Re: Matching # of recipients in To:?

dattier(_at_)wwa(_dot_)com (David W. Tamkin) writes:

Dan Smith wrote,

| Here's what I use in my spam heuristics, courtesy of David Tamkin.

Thanks, Dan.  As I recall, though, Philip Guenther and at least one other
person deserve shares in the credit.


Looking through my procmail outbox I think I found the original thread.
It appears it was raised by Ken Marsh, and in the end David and I ended
up with the following recursive INCLUDERC to count the comma separated
items in any number of headers.  This is more generic than the solutions
presented recently as it will work whether or not there are multiple
To: or Cc: headers, and will correctly (for some values of correctly)
handle Resent-* headers.

Here's the last I mail I have from the thread, with one small bugfix
applied.  In this case the goal was to bounce any message with more
than 19 recipients.

To: dattier(_at_)wwa(_dot_)com (David W. Tamkin)
cc: procmail(_at_)informatik(_dot_)rwth-aachen(_dot_)de (Procmail Mailing List)
Subject: Re: Counting score program exit code and negation 
In-reply-to: Your message of "Thu, 06 Feb 1997 14:13:50 CST."
            <m0vsaCd-000k8qC(_at_)miso(_dot_)wwa(_dot_)com> 
Date: Thu, 06 Feb 1997 16:19:25 -0600
From: Philip Guenther <guenther(_at_)gac(_dot_)edu>

dattier(_at_)wwa(_dot_)com (David W. Tamkin) writes:

Well, ok, I've deconstructed it.  (You knew I would.)
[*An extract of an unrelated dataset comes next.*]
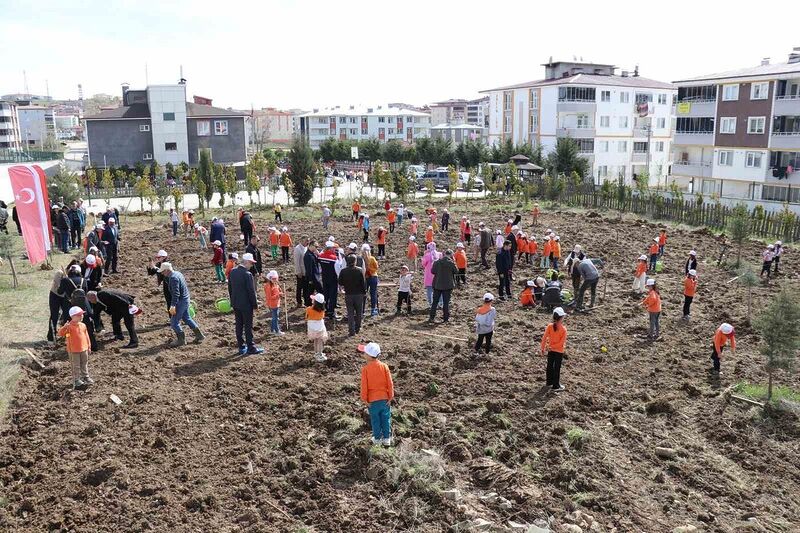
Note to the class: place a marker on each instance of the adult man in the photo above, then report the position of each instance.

To summarize for those trying to follow David's deconstruction,
into the 'calling' procmailrc, put:


# Put the regexp of the lines to examine in REGEXP
# Also count Apparently-To: headers, just because they're obnoxious.
:0
* ^Resent-(From|Date|To|Cc|Message-Id):
{ REGEXP = "^(Resent-(To|Cc)|Apparently-To):" }
:0E
{ REGEXP = "^((Apparently-)?To|Cc):" }


# Put the string to match against into $HEADERLINES
:0 # H is implicit
* $ ()\/$REGEXP(.*$)*
{
 # Set up the initial run.
 HEADERLINES = $MATCH

 # What's the maximum number of items allowed?  This passes, one more
 # get's torched.
 EXCESS = -19

 # Let it rip.
 INCLUDERC = count_comma_sep.rc

:0 # count was predefined and prejudiced at -19 
* $ $EXCESS^0
{ EXITCODE=77 HOST }
}



And in the count_comma_sep.rc file:


# Goal: count the number of comma-separated items in $HEADERLINES in
# lines that begin with $REGEXP.  EXCESS will start at the negative of
# the maximum allowed, then count up towards zero.

# Clear MATCH, then count the items in the first match, if any.
MATCH=
:0
* 1^0 HEADERLINES ?? $ $REGEXP\/.*
* 1^1 MATCH ?? ,
{
   # Okay, increment EXCESS by $=.
   :0
   * $ $EXCESS^0
   * $ $=^0
   { EXCESS = $= }

   # Now, do we need to recurse?  Only if there's still another
   # match to $REGEXP.  If so, we reset $HEADERLINES to contain only
   # the second match and beyond, and then we take another ride.
   :0
   * HEADERLINES ?? $ $REGEXP(.*$)*\/$REGEXP(.*$)*
   {
      HEADERLINES = $MATCH

      # Recurse!
      INCLUDERC = $_
   }
}


The one optimization that I can still see is to add the following
condition to the recursion recipe:

   :0
   * EXCESS ?? ^[1-9]
   * HEADERLINES ?? $ $REGEXP(.*$)*\/$REGEXP(.*$)*
   {
      ...
   }

That'll avoid the recursion if we've already gone positive.  Note that
this is a Good Thing if just to avoid the copies that the very next
condition will cause in coping the matched text back and forth from
HEADERLINES to MATCH and back again.

HOWEVER...

With this added condition, it becomes more complicated if you want to
get the total count, with no upper limit criteria as is true in the
original goal.  If you think it unlikely that you'll need to do that,
or the extra bother of having to set EXCESS to negative 10 million
doesn't bother you, go ahead and add the condition.



Philip Guenther